Effects of MK-886, a leukotriene synthesis inhibitor, on [Ca ²⁺]_i and apoptosis in MG63 human osteosarcoma cells

The effect of MK-886 (3-[1-(p-chlorobenzyl)-5-(isopropyl)-3-tert- butylthioindol-2-yl]-2, 2-dimethylpropanoic acid), a compound widely used to inhibit leukotriene synthesis, on cytosolic free Ca²⁺ concentrations ([Ca²⁺]_i) in osteosarcoma cells has not been explored. This study examined whether MK-886 altered [Ca²⁺]_i levels in suspended MG63 human osteosarcoma cells using fura-2. MK-886 at 0.1 μM and above increased [Ca²⁺]_i in a concentration-dependent manner.

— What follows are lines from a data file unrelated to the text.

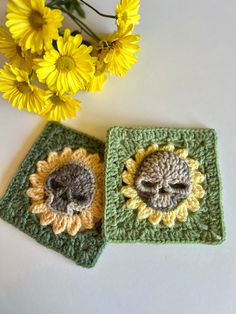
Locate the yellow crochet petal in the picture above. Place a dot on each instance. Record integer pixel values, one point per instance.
(36, 180)
(128, 191)
(151, 149)
(193, 164)
(140, 154)
(169, 218)
(43, 167)
(131, 166)
(59, 224)
(79, 154)
(92, 159)
(198, 191)
(37, 194)
(197, 177)
(192, 203)
(128, 178)
(182, 212)
(168, 148)
(38, 208)
(86, 219)
(155, 218)
(66, 154)
(47, 218)
(73, 225)
(182, 152)
(144, 211)
(134, 203)
(53, 158)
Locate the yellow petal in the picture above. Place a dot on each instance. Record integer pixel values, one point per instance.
(128, 191)
(134, 203)
(193, 164)
(38, 208)
(182, 212)
(197, 177)
(144, 211)
(73, 225)
(128, 178)
(168, 218)
(47, 218)
(192, 203)
(140, 154)
(155, 218)
(59, 224)
(198, 191)
(168, 148)
(131, 166)
(182, 152)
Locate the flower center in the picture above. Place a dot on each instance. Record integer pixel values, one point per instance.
(23, 87)
(36, 20)
(65, 64)
(19, 51)
(56, 100)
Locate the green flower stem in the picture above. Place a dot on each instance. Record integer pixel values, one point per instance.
(99, 13)
(81, 24)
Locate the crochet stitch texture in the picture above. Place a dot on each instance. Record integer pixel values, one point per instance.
(121, 223)
(85, 247)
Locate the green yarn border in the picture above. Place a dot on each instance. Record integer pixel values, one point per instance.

The Ca²⁺ signal was reduced partly by removing extracellular Ca²⁺. MK-886 induced Mn²⁺ quenching of fura-2 fluorescence, implicating Ca²⁺ entry. MK-886-induced Ca²⁺ influx was inhibited by store-operated Ca²⁺ entry inhibitors, nifedipine, econazole, and SKF96365; and by the protein kinase C modulators, phorbol 12-myristate 13-acetate (PMA) and GF109203X. In Ca²⁺-free medium, after pretreatment with 5 μM MK-886, 1 μM thapsigargin (an endoplasmic reticulum Ca²⁺ pump inhibitor)-induced [Ca ²⁺]_i rises were abolished; conversely, thapsigargin pretreatment nearly abolished MK-886-induced [Ca²⁺]_i rises. Inhibition of phospholipase C with U73122 did not change MK-886-induced [Ca²⁺]_i rises. Collectively, in MG63 osteosarcoma cells, MK-886 induced [Ca²⁺]_i rises by causing phospholipase C-independent Ca²⁺ release from the endoplasmic reticulum and Ca ²⁺ influx via protein kinase C-regulated store-operated Ca ²⁺ entry.